Acquiring Existing Brands
Based on 2017’s acquisition activity, it seems that many CPG companies believe purchasing brands is the better (or maybe easier) of the two strategies. But acquisition has its own set of dangers and difficulties.
To start, Big CPG companies may be overpaying for their startup counterparts. As GlobalData notes, $250 million was an expensive price for Conagra to pay for a niche company like Angie’s Artisan Treats, which has gone through three owners since 2011.
Similarly, Unilever recently purchased Dollar Shave Club for a bloated $1 billion price tag. Although that may seem like a reasonable price for Unilever to pay considering its $169 billion market cap, very few companies outside of the Unilevers and P&Gs of the world can afford acquisitions of that size. Moreover, wouldn’t that money be better spent on growing their own brands in-house and saving hundreds of millions of dollars? Shareholders would be proud!
Second, it’s difficult to tell if small-brand acquisitions can make a material difference to Big Food’s bottom line. According to Kellogg, sales of their acquired brand Rxbar are expected to hit $120 million in 2017. As impressive as that sounds, $120 million is almost a rounding error when you consider that Kellogg’s sales were over $13 billion in 2016.
With both acquisition and new brand development – but particularly with acquisition – there is also the danger of a new brand cannibalizing the sales of an existing one. Beyond the revenue overlap, this creates feelings of animosity between internal teams who have yearly sales numbers they are responsible for hitting.
Additionally, there are general concerns about acquisitions that extend beyond just the CPG industry. What if the magic of the company is due to its small, nimble size? What if it can’t scale to a larger business? What if the environment and culture of the startup is ruined when they are incorporated into a larger organization? These are sensitive questions that need to be discussed at length by management.
Advice from a Walmart Executive
Lori Flees, Principal of Walmart’s Store No 8, provided wise advice at the National Retail Federation conference in January 2018. She explained that companies need to understand why they are acquiring another brand and where that brand best fits into their current structure.

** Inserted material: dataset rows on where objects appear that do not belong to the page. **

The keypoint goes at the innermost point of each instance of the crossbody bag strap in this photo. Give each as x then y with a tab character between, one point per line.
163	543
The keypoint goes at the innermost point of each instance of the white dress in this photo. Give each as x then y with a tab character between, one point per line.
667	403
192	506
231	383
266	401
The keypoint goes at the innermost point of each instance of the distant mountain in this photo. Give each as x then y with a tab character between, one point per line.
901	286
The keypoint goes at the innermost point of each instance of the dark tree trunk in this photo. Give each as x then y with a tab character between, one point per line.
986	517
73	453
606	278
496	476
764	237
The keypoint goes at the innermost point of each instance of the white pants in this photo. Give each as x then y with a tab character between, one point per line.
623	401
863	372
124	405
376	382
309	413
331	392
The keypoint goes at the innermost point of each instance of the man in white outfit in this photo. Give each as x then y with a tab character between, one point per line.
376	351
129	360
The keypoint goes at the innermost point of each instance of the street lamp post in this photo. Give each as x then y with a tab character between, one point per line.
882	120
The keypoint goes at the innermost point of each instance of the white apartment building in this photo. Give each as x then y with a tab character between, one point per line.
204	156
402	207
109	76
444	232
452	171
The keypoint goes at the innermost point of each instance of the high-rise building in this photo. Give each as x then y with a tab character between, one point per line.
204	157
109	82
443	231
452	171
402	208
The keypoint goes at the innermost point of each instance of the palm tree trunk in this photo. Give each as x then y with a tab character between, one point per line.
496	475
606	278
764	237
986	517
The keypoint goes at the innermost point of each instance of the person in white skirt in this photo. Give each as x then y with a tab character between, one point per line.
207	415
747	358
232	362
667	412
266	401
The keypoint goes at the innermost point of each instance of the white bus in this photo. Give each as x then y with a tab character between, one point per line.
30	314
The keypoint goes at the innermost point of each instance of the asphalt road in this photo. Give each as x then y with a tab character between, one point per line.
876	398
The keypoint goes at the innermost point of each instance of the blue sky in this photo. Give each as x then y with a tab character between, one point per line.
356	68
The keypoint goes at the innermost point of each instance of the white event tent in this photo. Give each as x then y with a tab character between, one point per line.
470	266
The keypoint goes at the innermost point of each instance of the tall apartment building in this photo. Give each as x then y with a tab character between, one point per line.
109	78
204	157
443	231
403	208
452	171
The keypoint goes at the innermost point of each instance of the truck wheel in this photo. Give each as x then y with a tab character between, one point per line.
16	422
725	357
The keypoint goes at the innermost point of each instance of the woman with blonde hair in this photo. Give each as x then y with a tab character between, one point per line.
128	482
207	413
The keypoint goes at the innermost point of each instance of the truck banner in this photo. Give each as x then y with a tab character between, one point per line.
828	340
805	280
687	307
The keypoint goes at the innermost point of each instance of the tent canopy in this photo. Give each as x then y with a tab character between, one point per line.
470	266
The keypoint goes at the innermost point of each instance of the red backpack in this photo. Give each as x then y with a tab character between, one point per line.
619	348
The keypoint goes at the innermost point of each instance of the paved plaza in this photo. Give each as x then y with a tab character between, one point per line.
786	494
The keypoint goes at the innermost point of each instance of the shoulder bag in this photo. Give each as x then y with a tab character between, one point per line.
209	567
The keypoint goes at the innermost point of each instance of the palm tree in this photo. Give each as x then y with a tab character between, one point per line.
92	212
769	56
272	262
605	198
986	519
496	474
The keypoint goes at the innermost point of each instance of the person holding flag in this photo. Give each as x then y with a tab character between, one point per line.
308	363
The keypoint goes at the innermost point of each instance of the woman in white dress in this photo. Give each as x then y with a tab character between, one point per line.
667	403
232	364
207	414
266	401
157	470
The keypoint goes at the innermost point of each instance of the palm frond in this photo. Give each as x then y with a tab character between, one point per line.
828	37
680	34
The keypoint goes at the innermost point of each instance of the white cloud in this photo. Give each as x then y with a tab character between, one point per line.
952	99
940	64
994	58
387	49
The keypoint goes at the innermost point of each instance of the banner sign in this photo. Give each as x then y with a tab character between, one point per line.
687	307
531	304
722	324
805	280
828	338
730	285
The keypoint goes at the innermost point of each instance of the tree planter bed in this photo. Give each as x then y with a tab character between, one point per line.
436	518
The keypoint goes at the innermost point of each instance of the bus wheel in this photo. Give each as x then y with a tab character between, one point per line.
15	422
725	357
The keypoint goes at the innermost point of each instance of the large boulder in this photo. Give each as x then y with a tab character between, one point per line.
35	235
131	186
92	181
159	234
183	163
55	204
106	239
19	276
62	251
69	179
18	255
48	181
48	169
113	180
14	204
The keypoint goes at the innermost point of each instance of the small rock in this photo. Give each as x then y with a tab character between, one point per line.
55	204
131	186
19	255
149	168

For example, Walmart acquired Moosejaw in February 2017. Moosejaw had incredible penetration and loyalty in Outdoor categories. It would be difficult for Walmart to achieve that same brand loyalty in similar categories. At the same time, it would have been impossible for Moosejaw to scale to the size that Walmart unlocks for them. The acquisition therefore made sense for both parties. Furthermore, by understanding the goals of Moosejaw’s CEO Eoin Comerford, Walmart was able to place him in charge of all of Walmart’s Outdoor categories, where he has been thriving.
The lesson here is that traditional CPG companies need to look to the future and avoid complacency. The advantages that they have built up over the past century have allowed them to avoid major changes in strategy. But their continued success does not mean that they are entirely immune to the threat of small brands.
These companies should begin by building blank-slate brands internally. Be creative. Launch products that are entirely different than what has historically been produced by Big CPG companies. Don’t be afraid of new business models. Address a need or a demographic that hasn’t been focused on before.
At the same time, these firms must keep a watchful eye for smart acquisitions. The barrier to entry for startups to create new products is lower than it has ever been. That means that anyone, anywhere could create the next Dollar Shave Club. Just because the idea sounds trivial at first doesn’t mean it can’t be a billion-dollar company in a few short years.
The change must start today. It’s not impossible. Many big companies have already begun. It’s time that the whole industry gets on board.